ANDY RUIZ JR., EL HIJO DE LA FRONTERA QUE HIZO REALIDAD SUS SUEÑOS

Los Ángeles, Estados Unidos.- A sus 29 años, el boxeador Andy Ruiz Jr. está viviendo uno de los momentos más anhelados de su vida, coronarse campeón mundial de peso pesado, y hacerlo bajo la bandera de un país que no lo vio nacer pero que hoy lo recibe como uno de sus hijos más queridos: México.
El boxeador partió hoy desde Los Ángeles hacia la capital mexicana para encontrarse este martes con el presidente Andrés Manuel López Obrador y presentarle el título de campeón mundial de peso completo de las versiones Federación Internacional de Boxeo (FIB), Asociación Mundial (AMB) y Organización Mundial (OMB).
“Estoy más bien nervioso de ir a hablar con el presidente y feliz al mismo tiempo”, dijo Ruiz Jr. en entrevista con Efe minutos antes de partir.
Bien orgulloso porque cumplí mis sueños y por mi país” agregó.
Cuando Ruiz se refiere a “mi país” el campeón mundial no habla de Estados Unidos, donde nació, creció y vive con su familia.
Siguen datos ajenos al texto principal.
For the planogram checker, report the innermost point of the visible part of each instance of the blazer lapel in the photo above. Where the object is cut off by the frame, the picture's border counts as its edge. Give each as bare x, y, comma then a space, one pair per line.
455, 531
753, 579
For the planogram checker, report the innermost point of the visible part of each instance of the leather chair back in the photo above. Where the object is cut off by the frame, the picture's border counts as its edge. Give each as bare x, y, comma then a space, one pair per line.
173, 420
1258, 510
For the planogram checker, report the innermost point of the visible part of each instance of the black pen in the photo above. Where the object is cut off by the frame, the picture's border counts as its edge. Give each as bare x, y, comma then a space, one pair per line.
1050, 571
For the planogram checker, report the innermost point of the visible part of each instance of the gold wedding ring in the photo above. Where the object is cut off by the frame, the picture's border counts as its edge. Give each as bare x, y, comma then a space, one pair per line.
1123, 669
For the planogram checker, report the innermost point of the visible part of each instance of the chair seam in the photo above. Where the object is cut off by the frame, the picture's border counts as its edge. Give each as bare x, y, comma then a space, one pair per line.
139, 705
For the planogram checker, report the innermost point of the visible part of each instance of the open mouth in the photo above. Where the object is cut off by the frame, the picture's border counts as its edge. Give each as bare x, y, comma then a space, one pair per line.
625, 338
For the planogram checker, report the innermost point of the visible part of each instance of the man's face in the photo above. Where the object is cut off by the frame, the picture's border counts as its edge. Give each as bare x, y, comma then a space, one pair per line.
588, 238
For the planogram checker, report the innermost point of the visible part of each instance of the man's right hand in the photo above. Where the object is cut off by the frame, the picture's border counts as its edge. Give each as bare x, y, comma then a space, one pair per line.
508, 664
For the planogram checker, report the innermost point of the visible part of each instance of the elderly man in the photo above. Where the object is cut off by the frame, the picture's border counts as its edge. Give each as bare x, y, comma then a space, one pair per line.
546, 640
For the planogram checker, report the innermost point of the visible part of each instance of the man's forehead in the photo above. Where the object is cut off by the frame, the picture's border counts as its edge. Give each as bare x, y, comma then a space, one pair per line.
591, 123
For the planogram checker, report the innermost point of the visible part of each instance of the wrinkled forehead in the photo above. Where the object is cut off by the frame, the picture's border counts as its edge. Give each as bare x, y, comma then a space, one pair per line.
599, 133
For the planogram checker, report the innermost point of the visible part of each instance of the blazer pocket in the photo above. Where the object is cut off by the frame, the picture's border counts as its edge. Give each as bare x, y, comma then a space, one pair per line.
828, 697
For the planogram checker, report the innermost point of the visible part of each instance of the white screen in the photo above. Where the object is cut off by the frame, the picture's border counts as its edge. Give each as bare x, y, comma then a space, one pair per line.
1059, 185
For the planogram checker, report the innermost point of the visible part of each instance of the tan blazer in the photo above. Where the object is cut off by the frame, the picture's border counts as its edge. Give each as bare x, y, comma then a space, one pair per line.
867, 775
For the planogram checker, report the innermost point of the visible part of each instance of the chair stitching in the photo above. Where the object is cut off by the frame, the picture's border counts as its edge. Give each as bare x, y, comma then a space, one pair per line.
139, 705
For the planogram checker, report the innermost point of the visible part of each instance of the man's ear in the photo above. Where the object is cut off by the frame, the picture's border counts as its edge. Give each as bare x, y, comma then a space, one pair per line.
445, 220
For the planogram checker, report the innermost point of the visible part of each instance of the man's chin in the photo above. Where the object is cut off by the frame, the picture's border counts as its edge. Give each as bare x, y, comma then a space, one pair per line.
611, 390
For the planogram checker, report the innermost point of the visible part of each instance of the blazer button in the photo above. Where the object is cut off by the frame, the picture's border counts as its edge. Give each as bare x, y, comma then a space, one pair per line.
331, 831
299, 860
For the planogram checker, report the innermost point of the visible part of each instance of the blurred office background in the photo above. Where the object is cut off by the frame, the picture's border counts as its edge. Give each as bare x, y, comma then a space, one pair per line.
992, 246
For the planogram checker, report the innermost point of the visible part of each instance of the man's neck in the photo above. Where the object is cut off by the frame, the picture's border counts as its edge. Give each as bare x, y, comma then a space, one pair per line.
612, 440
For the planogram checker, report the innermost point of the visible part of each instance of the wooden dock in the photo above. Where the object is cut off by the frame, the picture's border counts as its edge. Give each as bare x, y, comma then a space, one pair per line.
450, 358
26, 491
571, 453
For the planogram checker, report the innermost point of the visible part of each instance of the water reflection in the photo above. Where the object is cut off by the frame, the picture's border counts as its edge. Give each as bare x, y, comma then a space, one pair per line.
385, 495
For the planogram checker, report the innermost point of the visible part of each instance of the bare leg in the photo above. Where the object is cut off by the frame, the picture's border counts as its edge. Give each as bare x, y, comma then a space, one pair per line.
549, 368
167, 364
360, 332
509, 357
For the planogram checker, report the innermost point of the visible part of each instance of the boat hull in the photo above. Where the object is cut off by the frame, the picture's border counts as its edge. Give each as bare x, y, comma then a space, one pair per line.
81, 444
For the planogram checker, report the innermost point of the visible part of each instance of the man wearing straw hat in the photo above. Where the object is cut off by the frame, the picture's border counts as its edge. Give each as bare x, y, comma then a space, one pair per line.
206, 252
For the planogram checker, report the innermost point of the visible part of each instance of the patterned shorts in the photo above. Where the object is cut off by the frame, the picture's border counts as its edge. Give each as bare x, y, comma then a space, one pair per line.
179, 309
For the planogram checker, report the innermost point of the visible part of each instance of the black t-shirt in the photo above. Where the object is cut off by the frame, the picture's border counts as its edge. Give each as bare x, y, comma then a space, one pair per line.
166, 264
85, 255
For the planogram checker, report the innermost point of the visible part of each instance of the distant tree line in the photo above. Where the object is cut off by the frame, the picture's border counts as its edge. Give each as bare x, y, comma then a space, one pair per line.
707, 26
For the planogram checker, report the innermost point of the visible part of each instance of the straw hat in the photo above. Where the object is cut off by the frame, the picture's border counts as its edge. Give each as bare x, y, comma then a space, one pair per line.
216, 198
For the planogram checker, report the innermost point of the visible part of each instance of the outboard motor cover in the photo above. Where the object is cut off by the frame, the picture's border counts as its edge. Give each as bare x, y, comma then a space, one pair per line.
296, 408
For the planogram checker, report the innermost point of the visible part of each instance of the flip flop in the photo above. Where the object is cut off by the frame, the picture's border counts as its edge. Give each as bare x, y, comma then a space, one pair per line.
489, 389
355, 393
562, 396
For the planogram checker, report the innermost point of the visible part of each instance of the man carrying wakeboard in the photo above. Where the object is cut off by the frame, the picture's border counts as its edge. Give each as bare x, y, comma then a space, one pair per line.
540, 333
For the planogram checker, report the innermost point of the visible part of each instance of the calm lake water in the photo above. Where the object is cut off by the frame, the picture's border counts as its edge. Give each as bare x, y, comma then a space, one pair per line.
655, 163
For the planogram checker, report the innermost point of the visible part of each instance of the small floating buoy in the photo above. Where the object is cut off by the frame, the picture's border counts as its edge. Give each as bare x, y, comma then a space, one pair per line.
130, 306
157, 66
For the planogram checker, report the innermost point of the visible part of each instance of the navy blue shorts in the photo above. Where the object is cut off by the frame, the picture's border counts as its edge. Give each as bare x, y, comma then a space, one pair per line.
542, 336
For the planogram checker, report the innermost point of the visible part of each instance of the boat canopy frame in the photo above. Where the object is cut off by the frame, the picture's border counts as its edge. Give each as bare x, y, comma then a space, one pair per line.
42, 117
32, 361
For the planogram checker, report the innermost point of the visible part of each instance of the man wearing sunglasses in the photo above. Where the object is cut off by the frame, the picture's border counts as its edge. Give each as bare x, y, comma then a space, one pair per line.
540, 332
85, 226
Él habla de México, la nación en la que se entrenó desde los seis años y a la que representó en dos eliminatorias rumbo a los Juegos Olímpicos de Pekín 2008.
El tatuaje en el brazo derecho que dice “Hecho en México” ratifica la lealtad de este hombre al país que su papá le enseñó a amar.
“Si uno es mexicano, uno le inculca a sus hijos que ellos también lo son, no importa dónde hayan nacido”, dijo a Efe Andrés Ruiz, padre del boxeador.
Esta fidelidad incluso puso a tambalear el mismo título de campeón mundial, el primero que ostenta un mexicano en la categoría de peso completo.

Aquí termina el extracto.